By Ellen Eldridge
After the revolving door of band members stopped spinning, four unassuming men from Brooklyn, NY created a collection of songs which fit into punk, rock, pop and experimental catalogs; these are the type of guys one would expect to walk past without a second thought on college campuses. At times, A Million Years carried the feeling of the weight of time, like in “Fortune,” and, at other times like in “California Smile,” an almost grunge quality overtakes and moves listeners.

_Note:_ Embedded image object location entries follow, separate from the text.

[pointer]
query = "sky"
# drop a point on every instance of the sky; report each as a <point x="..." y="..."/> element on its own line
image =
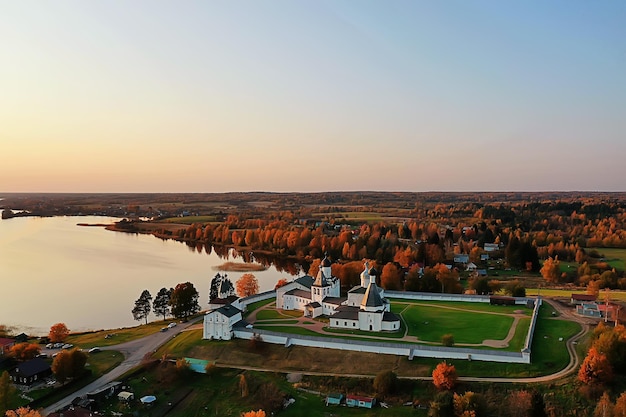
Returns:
<point x="307" y="96"/>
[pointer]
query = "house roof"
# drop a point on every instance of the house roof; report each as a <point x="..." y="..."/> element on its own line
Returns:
<point x="31" y="367"/>
<point x="75" y="412"/>
<point x="584" y="297"/>
<point x="227" y="300"/>
<point x="321" y="280"/>
<point x="372" y="297"/>
<point x="334" y="300"/>
<point x="228" y="310"/>
<point x="389" y="316"/>
<point x="358" y="290"/>
<point x="299" y="293"/>
<point x="348" y="313"/>
<point x="359" y="398"/>
<point x="306" y="280"/>
<point x="6" y="342"/>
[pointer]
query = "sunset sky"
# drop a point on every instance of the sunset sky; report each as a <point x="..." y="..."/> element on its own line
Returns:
<point x="213" y="96"/>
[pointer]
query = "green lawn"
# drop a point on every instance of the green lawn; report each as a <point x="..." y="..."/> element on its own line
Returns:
<point x="98" y="338"/>
<point x="271" y="314"/>
<point x="251" y="307"/>
<point x="282" y="321"/>
<point x="548" y="292"/>
<point x="481" y="307"/>
<point x="615" y="257"/>
<point x="430" y="323"/>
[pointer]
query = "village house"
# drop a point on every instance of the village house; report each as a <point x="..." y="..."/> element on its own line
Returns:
<point x="29" y="372"/>
<point x="5" y="345"/>
<point x="360" y="401"/>
<point x="219" y="323"/>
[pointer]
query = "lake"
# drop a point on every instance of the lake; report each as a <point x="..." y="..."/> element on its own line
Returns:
<point x="52" y="271"/>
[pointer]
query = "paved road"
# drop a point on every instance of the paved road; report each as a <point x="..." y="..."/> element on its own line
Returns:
<point x="134" y="352"/>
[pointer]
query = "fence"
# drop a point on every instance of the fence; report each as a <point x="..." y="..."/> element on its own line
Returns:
<point x="402" y="349"/>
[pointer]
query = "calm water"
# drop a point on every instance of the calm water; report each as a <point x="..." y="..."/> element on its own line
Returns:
<point x="52" y="270"/>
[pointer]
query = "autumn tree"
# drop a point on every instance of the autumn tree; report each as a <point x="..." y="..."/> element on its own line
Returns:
<point x="620" y="406"/>
<point x="161" y="304"/>
<point x="281" y="283"/>
<point x="142" y="306"/>
<point x="258" y="413"/>
<point x="595" y="369"/>
<point x="7" y="391"/>
<point x="23" y="412"/>
<point x="444" y="376"/>
<point x="551" y="269"/>
<point x="390" y="277"/>
<point x="58" y="332"/>
<point x="469" y="404"/>
<point x="243" y="385"/>
<point x="69" y="364"/>
<point x="214" y="289"/>
<point x="247" y="285"/>
<point x="385" y="383"/>
<point x="604" y="407"/>
<point x="184" y="300"/>
<point x="24" y="351"/>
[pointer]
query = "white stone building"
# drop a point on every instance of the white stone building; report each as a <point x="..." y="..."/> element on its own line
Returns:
<point x="365" y="307"/>
<point x="219" y="323"/>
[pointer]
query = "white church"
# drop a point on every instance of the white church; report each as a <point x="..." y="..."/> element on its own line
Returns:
<point x="365" y="307"/>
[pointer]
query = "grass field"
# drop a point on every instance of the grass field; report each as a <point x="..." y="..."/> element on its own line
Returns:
<point x="430" y="323"/>
<point x="615" y="257"/>
<point x="116" y="336"/>
<point x="548" y="292"/>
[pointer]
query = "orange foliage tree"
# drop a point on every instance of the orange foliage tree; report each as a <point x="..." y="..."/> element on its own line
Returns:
<point x="58" y="332"/>
<point x="444" y="376"/>
<point x="281" y="283"/>
<point x="595" y="368"/>
<point x="23" y="412"/>
<point x="390" y="277"/>
<point x="247" y="285"/>
<point x="25" y="351"/>
<point x="258" y="413"/>
<point x="551" y="269"/>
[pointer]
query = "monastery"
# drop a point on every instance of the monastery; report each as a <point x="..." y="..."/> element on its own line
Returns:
<point x="365" y="307"/>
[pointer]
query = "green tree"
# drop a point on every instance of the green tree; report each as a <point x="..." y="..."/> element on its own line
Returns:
<point x="385" y="383"/>
<point x="184" y="300"/>
<point x="161" y="304"/>
<point x="7" y="392"/>
<point x="69" y="364"/>
<point x="142" y="306"/>
<point x="214" y="289"/>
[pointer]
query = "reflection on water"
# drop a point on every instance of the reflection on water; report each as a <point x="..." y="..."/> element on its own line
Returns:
<point x="52" y="270"/>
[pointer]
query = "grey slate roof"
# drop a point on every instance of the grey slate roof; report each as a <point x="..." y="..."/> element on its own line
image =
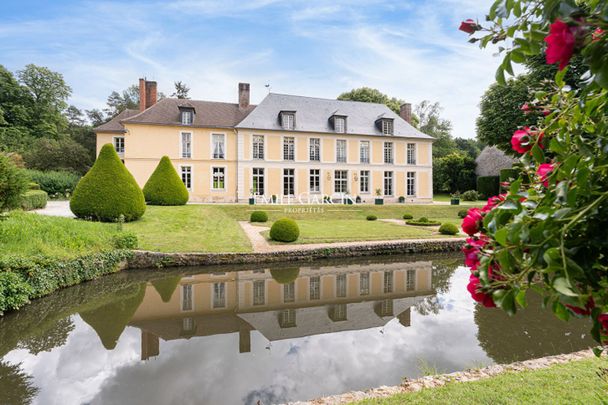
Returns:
<point x="312" y="115"/>
<point x="114" y="124"/>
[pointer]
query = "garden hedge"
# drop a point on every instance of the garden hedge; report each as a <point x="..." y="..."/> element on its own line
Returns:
<point x="108" y="191"/>
<point x="165" y="187"/>
<point x="487" y="186"/>
<point x="284" y="230"/>
<point x="34" y="200"/>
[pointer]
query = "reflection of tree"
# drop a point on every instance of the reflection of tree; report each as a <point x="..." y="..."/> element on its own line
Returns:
<point x="532" y="332"/>
<point x="47" y="340"/>
<point x="15" y="385"/>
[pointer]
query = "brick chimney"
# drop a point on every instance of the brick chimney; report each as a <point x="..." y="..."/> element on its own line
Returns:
<point x="405" y="112"/>
<point x="243" y="95"/>
<point x="147" y="94"/>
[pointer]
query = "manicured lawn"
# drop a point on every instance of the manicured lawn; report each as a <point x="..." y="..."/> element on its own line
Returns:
<point x="189" y="228"/>
<point x="571" y="383"/>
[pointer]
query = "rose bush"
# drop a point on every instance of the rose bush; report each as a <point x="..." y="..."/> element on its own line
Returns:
<point x="547" y="233"/>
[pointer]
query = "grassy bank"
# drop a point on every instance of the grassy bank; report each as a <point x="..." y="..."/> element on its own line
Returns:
<point x="576" y="382"/>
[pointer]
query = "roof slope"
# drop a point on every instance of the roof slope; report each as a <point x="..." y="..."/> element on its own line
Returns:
<point x="114" y="124"/>
<point x="207" y="113"/>
<point x="312" y="115"/>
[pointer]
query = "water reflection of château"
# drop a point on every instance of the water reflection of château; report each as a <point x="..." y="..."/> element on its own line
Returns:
<point x="281" y="303"/>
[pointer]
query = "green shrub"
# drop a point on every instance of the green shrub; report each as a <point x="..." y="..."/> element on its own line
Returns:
<point x="284" y="230"/>
<point x="487" y="186"/>
<point x="470" y="195"/>
<point x="107" y="191"/>
<point x="125" y="240"/>
<point x="55" y="183"/>
<point x="34" y="200"/>
<point x="13" y="183"/>
<point x="258" y="216"/>
<point x="165" y="187"/>
<point x="448" y="229"/>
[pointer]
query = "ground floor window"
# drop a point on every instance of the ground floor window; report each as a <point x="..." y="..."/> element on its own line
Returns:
<point x="219" y="178"/>
<point x="186" y="172"/>
<point x="341" y="181"/>
<point x="289" y="181"/>
<point x="258" y="181"/>
<point x="388" y="183"/>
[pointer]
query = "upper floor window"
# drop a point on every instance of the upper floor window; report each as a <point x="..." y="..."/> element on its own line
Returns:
<point x="186" y="145"/>
<point x="288" y="120"/>
<point x="258" y="147"/>
<point x="315" y="149"/>
<point x="289" y="148"/>
<point x="341" y="151"/>
<point x="388" y="152"/>
<point x="218" y="141"/>
<point x="411" y="153"/>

An eerie reminder of Kurt Cobain’s acoustic performance on “MTV Unplugged” comes from the chorus in the opening track, “Holy Ghost Town,” with its line “I will shiver through every night in this holy ghost town.” The music sounds more mellow than Nirvana, though one could classify the sound as somewhere between rock and pop with a bit of grunge in the guitar tone. “Incandescent” stands out as a single which, again, calls grunge ideas to the forefront in both the musicality and passion-filled yet nonsensical lyrics, “A mathematic brain loses its cool/You’re still my hero if you fail but I’m a fool.” The most inspirational part of this driving tune is that one can take from the song a mirror to the band itself; the incandescent light bulb works through use of electric current and A Million Years shine onto audiences through natural as well as synthetic sounds. The electricity flows surely though “Incandescent” and even hints at the idea of descent through risk of failure.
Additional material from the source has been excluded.